Patton’s bowling career has been marked a wide variety of accomplishments including 31 perfect games, honor scores, tournament titles, and state and national titles, to name a few. Patton also said his time at the lanes has also included some tough lessons.
“[I] learned a lot about getting back up off the turf when you have failure,” Patton said. “I had a chance that year at Nationals in 1989 to claim the victory, they call it the Eagle, when you win the title at Nationals. I got up in the 10th frame, I was on 10 strikes in a row, and I was playing fairly close to the gutter…I hit the gutter…it cost me first place, dropped from first to third, so yeah, I didn’t sleep very much that night, but got back up, kept going.”
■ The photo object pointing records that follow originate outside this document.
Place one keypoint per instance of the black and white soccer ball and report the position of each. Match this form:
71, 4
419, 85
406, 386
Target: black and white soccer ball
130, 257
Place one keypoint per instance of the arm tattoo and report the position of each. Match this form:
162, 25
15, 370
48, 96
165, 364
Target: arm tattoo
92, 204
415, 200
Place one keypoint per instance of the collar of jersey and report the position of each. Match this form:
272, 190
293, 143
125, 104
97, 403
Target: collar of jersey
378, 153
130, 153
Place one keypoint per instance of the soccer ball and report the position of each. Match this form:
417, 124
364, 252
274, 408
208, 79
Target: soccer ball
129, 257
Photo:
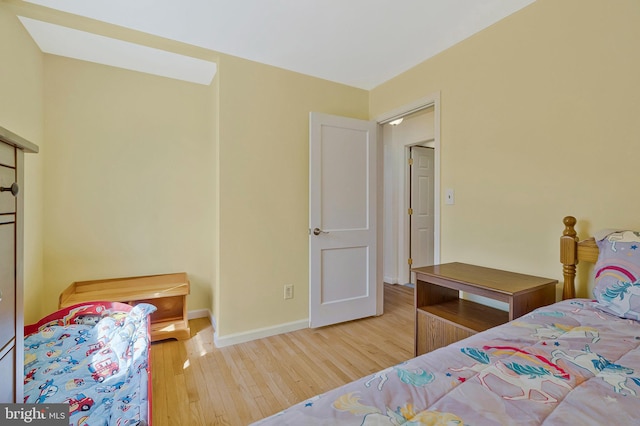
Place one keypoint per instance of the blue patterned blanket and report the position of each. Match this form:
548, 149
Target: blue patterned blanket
93, 356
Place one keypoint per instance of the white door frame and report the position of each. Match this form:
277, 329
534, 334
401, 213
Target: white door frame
422, 103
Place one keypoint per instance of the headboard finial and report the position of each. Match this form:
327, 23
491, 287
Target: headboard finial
569, 224
569, 256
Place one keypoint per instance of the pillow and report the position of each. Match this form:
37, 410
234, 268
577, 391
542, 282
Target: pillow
617, 274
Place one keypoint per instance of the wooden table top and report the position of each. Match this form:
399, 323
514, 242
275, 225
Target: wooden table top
488, 278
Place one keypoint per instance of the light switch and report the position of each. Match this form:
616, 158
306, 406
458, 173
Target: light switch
449, 197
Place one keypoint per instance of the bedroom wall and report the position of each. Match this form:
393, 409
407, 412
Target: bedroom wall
264, 214
21, 111
539, 119
130, 177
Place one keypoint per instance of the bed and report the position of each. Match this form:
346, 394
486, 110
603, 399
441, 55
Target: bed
95, 357
573, 362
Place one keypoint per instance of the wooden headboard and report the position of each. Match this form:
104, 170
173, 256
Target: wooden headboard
571, 252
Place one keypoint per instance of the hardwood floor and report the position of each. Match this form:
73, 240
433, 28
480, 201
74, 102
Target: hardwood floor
195, 383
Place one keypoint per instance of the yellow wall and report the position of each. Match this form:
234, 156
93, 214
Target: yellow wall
129, 177
264, 157
148, 175
539, 119
21, 111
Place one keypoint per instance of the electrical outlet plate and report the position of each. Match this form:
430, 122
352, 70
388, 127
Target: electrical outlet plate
288, 292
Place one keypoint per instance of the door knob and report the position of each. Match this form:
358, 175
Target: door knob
14, 188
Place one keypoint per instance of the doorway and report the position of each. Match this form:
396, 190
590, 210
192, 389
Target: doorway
420, 127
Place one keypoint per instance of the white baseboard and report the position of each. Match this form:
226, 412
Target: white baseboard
259, 333
202, 313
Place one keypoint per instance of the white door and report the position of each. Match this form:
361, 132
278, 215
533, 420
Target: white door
342, 219
422, 217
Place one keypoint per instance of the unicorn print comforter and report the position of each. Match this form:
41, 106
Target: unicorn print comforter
565, 364
93, 356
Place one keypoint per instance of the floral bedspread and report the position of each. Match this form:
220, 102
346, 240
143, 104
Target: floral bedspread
565, 364
94, 357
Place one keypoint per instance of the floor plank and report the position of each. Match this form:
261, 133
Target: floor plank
195, 383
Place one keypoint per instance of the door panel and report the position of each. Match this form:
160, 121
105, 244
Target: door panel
342, 206
422, 198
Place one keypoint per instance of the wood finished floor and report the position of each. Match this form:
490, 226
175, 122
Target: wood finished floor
195, 383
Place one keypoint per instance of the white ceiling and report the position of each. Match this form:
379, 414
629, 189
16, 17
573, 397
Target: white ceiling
361, 43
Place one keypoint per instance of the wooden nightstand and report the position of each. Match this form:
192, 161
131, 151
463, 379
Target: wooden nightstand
443, 318
167, 292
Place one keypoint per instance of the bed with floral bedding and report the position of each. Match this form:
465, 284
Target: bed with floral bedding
574, 362
95, 357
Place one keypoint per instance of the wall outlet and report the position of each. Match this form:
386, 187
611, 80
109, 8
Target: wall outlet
449, 197
288, 291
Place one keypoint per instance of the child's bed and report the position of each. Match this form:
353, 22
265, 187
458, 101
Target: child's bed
95, 357
573, 362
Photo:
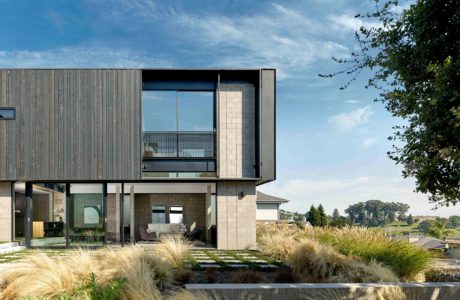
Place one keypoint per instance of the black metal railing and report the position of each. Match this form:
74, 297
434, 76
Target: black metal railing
179, 144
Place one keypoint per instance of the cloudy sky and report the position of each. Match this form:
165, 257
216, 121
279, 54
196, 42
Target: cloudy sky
331, 144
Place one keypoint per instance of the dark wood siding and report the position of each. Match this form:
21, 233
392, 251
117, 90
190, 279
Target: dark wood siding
268, 126
71, 125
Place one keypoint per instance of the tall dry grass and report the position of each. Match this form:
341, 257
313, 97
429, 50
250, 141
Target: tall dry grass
144, 272
42, 276
363, 245
406, 260
315, 262
174, 248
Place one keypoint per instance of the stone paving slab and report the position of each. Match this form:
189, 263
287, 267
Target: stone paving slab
205, 261
268, 267
257, 260
237, 265
231, 261
210, 266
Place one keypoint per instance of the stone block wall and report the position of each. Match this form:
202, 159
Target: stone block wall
236, 215
5, 212
194, 208
237, 131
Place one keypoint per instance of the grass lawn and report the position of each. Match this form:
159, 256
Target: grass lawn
197, 260
401, 228
226, 259
12, 257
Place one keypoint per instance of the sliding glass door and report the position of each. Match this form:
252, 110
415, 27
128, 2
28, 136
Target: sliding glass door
86, 215
48, 215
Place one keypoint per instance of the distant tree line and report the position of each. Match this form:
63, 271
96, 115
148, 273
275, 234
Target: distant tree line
376, 213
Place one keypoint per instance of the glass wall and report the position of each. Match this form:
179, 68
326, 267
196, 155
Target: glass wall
86, 215
178, 124
48, 215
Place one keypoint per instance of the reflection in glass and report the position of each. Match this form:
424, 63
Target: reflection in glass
48, 215
86, 211
158, 214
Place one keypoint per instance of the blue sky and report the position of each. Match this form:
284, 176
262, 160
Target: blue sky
331, 144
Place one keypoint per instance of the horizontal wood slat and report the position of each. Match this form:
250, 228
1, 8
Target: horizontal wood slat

He did keep going. Throughout Patton’s 50 plus year career, he’s accomplished a lot and now can add being inducted into the Texas State Bowling Hall of Fame to that list.
“It just threw me back to my childhood, the love of the game and what kept me going in the game all these years, the love of my mom and my dad, my dad drove me around to every tournament there ever was, the love of my doubles partner Martin, who’s no longer with us.”
Doug Patton is one of four people to be inducted into the hall of fame, and one of over 160 people to be inducted since 1965. While his competitive bowling days are largely behind him, he says he still spends plenty of time bowling.
“Organizing leagues…organizing open play times, assisting in setting the rates and specials, and recruiting new business, and nurturing current business, making sure folks are having a good time while they’re here,” Patton said. “Kind of being a goodwill ambassador, that’s a big part of my job too.”
A goodwill ambassador not just for Mel’s Lone Star Lanes, but now also for bowling in Texas.
“Just know that bowling is a sport that anybody can do,” Patton said. “Nobody sits on the bench in bowling. You can do it when you’re six, you can do it when you’re 96, you just have to adapt a little bit. It’s just a beautiful, social and friendly competitive game.”